La intervención de Flávio Bolsonaro en este conflicto arancelario no solo busca debilitar la imagen de Lula da Silva ante su electorado y ante la comunidad internacional, sino también posicionar a la familia Bolsonaro como un actor clave en la futura relación bilateral. La estrategia parece clara: presentarse como el interlocutor fiable y dispuesto a negociar "de igual para igual" con Estados Unidos, en contraposición a la percepción de Lula como un líder poco predecible y con agendas propias.
El escenario futuro es incierto. Si las negociaciones fracasan y se imponen los aranceles, las repercusiones económicas para Brasil podrían ser significativas, afectando a sectores clave como el agroindustrial y el energético. Esto, a su vez, podría influir en la opinión pública y en el resultado de las elecciones presidenciales, creando un caldo de বিতর্ক político y social.
La narrativa de "represalia contra Lula" impulsada por Flávio Bolsonaro busca resonar con aquellos sectores del electorado brasileño que ven con recelo la política exterior del actual gobierno y que añoran la cercanía que existía con la administración Trump. Es una apuesta arriesgada pero calculada, que busca explotar las divisiones internas y externas para ganar terreno político.

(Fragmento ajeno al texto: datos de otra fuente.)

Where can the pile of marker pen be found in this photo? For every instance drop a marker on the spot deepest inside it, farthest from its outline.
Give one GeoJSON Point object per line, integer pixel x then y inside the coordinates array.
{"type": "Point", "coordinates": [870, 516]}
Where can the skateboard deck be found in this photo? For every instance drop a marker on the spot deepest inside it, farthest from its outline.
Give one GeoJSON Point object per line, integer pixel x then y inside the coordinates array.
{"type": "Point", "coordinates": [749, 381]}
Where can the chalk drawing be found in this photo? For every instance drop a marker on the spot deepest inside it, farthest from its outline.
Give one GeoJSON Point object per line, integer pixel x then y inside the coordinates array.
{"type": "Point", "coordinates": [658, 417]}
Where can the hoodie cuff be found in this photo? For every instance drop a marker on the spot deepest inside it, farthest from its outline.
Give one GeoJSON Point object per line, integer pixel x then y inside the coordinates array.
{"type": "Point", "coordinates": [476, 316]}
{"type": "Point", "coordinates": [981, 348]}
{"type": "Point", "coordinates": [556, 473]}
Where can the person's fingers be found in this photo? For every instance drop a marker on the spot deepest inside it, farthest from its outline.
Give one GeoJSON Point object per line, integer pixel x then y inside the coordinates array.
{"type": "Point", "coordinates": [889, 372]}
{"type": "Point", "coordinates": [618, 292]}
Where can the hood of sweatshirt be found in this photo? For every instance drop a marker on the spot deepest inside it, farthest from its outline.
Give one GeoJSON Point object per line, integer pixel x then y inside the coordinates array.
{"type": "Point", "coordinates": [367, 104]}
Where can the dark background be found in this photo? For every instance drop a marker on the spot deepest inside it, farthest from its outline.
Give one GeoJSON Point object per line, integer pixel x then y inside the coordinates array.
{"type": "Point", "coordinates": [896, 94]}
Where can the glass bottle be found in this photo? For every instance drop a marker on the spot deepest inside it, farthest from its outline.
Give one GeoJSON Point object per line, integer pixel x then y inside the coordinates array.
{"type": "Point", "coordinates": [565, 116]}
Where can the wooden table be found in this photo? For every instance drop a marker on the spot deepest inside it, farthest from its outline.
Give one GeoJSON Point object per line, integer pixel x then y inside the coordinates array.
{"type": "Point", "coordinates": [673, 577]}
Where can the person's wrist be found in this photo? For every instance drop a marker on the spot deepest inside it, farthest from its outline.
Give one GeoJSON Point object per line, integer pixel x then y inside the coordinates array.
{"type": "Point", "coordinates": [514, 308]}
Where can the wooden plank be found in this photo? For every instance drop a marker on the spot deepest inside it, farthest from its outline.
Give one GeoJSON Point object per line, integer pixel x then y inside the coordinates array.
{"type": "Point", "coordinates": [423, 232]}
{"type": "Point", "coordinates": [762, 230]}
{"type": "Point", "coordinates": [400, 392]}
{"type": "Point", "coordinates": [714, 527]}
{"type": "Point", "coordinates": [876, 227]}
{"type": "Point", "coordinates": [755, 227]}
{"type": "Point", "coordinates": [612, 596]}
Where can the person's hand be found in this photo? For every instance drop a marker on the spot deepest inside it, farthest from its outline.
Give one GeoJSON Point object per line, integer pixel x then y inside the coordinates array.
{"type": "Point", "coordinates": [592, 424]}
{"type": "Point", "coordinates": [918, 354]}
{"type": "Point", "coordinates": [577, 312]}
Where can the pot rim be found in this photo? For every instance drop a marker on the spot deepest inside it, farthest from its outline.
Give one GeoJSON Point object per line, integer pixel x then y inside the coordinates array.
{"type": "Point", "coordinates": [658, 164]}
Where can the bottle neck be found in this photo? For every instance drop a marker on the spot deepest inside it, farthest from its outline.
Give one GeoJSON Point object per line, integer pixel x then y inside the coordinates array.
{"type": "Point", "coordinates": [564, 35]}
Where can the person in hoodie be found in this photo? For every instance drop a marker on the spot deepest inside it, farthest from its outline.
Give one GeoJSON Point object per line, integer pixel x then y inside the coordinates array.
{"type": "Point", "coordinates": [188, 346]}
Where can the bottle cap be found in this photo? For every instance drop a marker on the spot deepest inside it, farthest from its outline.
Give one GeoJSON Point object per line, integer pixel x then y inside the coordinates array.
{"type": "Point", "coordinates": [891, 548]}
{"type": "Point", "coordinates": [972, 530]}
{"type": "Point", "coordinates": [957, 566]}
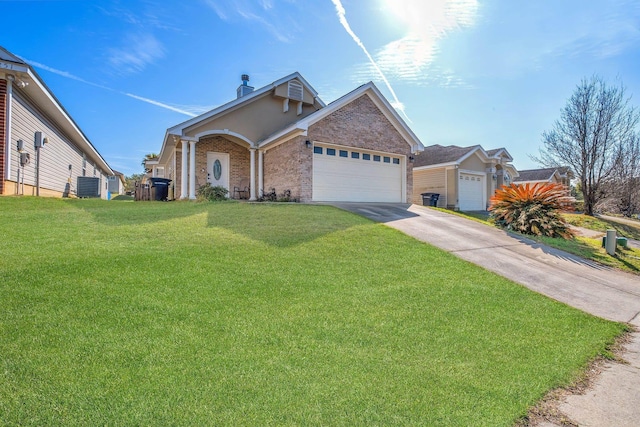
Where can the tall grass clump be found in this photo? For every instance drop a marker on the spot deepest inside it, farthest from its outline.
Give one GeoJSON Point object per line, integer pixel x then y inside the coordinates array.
{"type": "Point", "coordinates": [532, 209]}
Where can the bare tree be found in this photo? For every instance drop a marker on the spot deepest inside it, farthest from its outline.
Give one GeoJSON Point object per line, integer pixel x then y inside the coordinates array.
{"type": "Point", "coordinates": [596, 121]}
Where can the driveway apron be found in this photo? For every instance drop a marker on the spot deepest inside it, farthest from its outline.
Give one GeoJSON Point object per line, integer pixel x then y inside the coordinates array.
{"type": "Point", "coordinates": [614, 398]}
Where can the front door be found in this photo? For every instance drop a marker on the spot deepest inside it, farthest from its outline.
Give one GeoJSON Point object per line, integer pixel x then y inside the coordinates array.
{"type": "Point", "coordinates": [218, 169]}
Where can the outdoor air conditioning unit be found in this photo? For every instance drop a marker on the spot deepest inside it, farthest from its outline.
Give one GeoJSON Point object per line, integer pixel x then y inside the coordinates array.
{"type": "Point", "coordinates": [88, 186]}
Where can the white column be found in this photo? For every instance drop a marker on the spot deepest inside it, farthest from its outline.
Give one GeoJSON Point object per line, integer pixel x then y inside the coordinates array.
{"type": "Point", "coordinates": [260, 171]}
{"type": "Point", "coordinates": [252, 188]}
{"type": "Point", "coordinates": [192, 169]}
{"type": "Point", "coordinates": [185, 176]}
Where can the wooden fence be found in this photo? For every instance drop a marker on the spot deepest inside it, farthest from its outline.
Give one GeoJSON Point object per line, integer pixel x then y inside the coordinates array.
{"type": "Point", "coordinates": [142, 191]}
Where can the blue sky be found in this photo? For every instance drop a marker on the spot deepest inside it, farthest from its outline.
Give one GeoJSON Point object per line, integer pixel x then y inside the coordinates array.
{"type": "Point", "coordinates": [463, 72]}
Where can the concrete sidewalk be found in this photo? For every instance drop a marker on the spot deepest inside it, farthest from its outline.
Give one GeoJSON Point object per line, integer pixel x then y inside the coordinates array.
{"type": "Point", "coordinates": [614, 398]}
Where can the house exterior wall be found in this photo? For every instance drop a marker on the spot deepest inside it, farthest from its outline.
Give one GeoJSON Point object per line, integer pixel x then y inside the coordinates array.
{"type": "Point", "coordinates": [239, 162]}
{"type": "Point", "coordinates": [362, 125]}
{"type": "Point", "coordinates": [452, 188]}
{"type": "Point", "coordinates": [61, 162]}
{"type": "Point", "coordinates": [473, 163]}
{"type": "Point", "coordinates": [3, 135]}
{"type": "Point", "coordinates": [256, 120]}
{"type": "Point", "coordinates": [288, 166]}
{"type": "Point", "coordinates": [430, 181]}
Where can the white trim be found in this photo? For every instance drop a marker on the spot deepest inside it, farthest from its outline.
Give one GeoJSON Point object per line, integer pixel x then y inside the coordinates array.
{"type": "Point", "coordinates": [221, 132]}
{"type": "Point", "coordinates": [252, 174]}
{"type": "Point", "coordinates": [449, 165]}
{"type": "Point", "coordinates": [472, 172]}
{"type": "Point", "coordinates": [184, 172]}
{"type": "Point", "coordinates": [192, 170]}
{"type": "Point", "coordinates": [260, 171]}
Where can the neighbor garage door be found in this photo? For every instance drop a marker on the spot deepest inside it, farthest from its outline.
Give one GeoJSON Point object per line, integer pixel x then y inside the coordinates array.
{"type": "Point", "coordinates": [471, 192]}
{"type": "Point", "coordinates": [352, 175]}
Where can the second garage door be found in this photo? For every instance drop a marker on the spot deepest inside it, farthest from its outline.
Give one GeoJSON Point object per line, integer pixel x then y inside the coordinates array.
{"type": "Point", "coordinates": [471, 192]}
{"type": "Point", "coordinates": [352, 175]}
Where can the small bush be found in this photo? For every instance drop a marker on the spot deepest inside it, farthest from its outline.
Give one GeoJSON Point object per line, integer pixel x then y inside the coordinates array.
{"type": "Point", "coordinates": [272, 196]}
{"type": "Point", "coordinates": [532, 209]}
{"type": "Point", "coordinates": [211, 193]}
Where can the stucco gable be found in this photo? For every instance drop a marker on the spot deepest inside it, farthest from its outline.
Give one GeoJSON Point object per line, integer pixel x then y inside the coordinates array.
{"type": "Point", "coordinates": [250, 118]}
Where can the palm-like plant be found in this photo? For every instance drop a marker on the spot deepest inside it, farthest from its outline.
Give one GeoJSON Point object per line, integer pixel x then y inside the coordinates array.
{"type": "Point", "coordinates": [532, 209]}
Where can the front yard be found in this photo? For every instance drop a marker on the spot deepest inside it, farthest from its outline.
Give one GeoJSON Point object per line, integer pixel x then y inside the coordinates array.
{"type": "Point", "coordinates": [120, 313]}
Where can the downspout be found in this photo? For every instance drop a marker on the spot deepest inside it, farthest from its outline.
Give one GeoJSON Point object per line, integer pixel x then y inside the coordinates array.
{"type": "Point", "coordinates": [7, 127]}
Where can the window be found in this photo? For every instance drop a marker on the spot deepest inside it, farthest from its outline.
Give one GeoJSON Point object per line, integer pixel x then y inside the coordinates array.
{"type": "Point", "coordinates": [295, 90]}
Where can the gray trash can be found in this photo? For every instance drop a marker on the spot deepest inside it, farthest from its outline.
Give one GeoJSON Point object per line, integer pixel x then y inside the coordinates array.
{"type": "Point", "coordinates": [430, 199]}
{"type": "Point", "coordinates": [159, 188]}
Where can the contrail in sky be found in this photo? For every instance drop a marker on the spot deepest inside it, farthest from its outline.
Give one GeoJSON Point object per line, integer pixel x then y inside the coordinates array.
{"type": "Point", "coordinates": [343, 20]}
{"type": "Point", "coordinates": [130, 95]}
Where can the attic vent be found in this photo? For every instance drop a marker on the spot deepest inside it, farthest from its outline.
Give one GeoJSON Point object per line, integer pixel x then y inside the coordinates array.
{"type": "Point", "coordinates": [88, 187]}
{"type": "Point", "coordinates": [295, 90]}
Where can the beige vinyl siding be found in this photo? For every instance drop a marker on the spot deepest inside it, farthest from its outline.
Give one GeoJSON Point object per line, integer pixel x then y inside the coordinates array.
{"type": "Point", "coordinates": [55, 157]}
{"type": "Point", "coordinates": [429, 181]}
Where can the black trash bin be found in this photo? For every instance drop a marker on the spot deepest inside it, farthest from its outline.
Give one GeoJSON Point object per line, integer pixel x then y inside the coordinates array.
{"type": "Point", "coordinates": [159, 188]}
{"type": "Point", "coordinates": [430, 199]}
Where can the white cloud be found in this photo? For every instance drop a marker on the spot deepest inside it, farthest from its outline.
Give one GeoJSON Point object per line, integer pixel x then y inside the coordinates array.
{"type": "Point", "coordinates": [342, 16]}
{"type": "Point", "coordinates": [191, 110]}
{"type": "Point", "coordinates": [410, 58]}
{"type": "Point", "coordinates": [263, 12]}
{"type": "Point", "coordinates": [137, 51]}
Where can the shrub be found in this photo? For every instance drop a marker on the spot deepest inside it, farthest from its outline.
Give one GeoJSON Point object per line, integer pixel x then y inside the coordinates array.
{"type": "Point", "coordinates": [211, 193]}
{"type": "Point", "coordinates": [532, 209]}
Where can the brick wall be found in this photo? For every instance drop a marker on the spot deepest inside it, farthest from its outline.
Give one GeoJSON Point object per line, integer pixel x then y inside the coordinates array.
{"type": "Point", "coordinates": [3, 135]}
{"type": "Point", "coordinates": [288, 167]}
{"type": "Point", "coordinates": [239, 162]}
{"type": "Point", "coordinates": [361, 124]}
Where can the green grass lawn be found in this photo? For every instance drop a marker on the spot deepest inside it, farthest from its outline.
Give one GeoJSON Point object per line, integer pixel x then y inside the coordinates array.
{"type": "Point", "coordinates": [152, 313]}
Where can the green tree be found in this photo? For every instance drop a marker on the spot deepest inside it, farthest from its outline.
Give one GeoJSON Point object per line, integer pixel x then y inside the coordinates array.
{"type": "Point", "coordinates": [150, 156]}
{"type": "Point", "coordinates": [596, 124]}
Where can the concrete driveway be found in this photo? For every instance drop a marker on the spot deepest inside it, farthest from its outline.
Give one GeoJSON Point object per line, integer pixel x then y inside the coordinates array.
{"type": "Point", "coordinates": [614, 398]}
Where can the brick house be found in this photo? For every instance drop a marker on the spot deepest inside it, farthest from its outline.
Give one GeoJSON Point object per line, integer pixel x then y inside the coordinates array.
{"type": "Point", "coordinates": [283, 137]}
{"type": "Point", "coordinates": [43, 152]}
{"type": "Point", "coordinates": [464, 177]}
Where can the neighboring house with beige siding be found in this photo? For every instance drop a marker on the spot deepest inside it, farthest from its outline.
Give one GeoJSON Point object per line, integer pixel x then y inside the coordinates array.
{"type": "Point", "coordinates": [42, 150]}
{"type": "Point", "coordinates": [284, 137]}
{"type": "Point", "coordinates": [464, 177]}
{"type": "Point", "coordinates": [561, 175]}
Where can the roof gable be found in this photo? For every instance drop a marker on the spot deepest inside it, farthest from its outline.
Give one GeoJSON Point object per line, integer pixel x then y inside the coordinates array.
{"type": "Point", "coordinates": [39, 93]}
{"type": "Point", "coordinates": [369, 90]}
{"type": "Point", "coordinates": [544, 174]}
{"type": "Point", "coordinates": [244, 115]}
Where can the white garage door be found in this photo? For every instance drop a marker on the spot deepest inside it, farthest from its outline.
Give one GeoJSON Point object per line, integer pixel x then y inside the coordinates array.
{"type": "Point", "coordinates": [471, 192]}
{"type": "Point", "coordinates": [352, 175]}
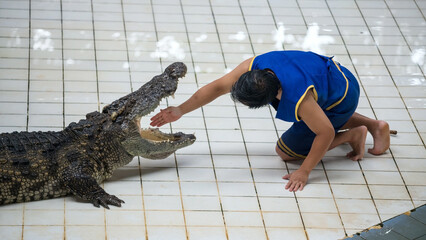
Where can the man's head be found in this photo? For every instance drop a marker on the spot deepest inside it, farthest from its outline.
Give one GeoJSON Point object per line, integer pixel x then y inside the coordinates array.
{"type": "Point", "coordinates": [256, 88]}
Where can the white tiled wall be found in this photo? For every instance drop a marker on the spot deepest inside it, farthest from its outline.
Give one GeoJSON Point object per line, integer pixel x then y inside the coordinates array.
{"type": "Point", "coordinates": [60, 59]}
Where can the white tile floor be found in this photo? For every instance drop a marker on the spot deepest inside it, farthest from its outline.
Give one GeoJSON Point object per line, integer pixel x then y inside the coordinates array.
{"type": "Point", "coordinates": [60, 59]}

Por otro lado, la administración de Trump, a través de estas acciones, demuestra su capacidad para influir en la política de otras naciones, incluso sin ocupar formalmente la presidencia. La amenaza arancelaria se convierte en una herramienta de presión política, diseñada para generar inestabilidad y favorecer a sus aliados o a aquellos que considera más afines a sus intereses.
La situación pone de manifiesto la volatilidad de las relaciones internacionales y cómo las decisiones de un país pueden tener un impacto directo en la soberanía y la economía de otro. La figura de Trump, y su influencia en la política global, sigue siendo un factor determinante, capaz de reconfigurar alianzas y desatar conflictos comerciales con un solo movimiento.
En este contexto, la postura de Flávio Bolsonaro es un claro intento de alinearse con la agenda de Trump, presentándose como un socio confiable y predecible para Estados Unidos, en contraste con la imagen que busca proyectar de Lula. La batalla por la influencia en América del Sur se libra en múltiples frentes, y la guerra arancelaria es solo uno de ellos.
La estrategia de Bolsonaro hijo es un reflejo de la polarización política que vive Brasil y de la influencia que figuras internacionales como Trump pueden ejercer en los procesos electorales de otros países. La pregunta que queda en el aire es si esta táctica le rendirá frutos en las urnas o si, por el contrario, generará un efecto contraproducente en la opinión pública brasileña.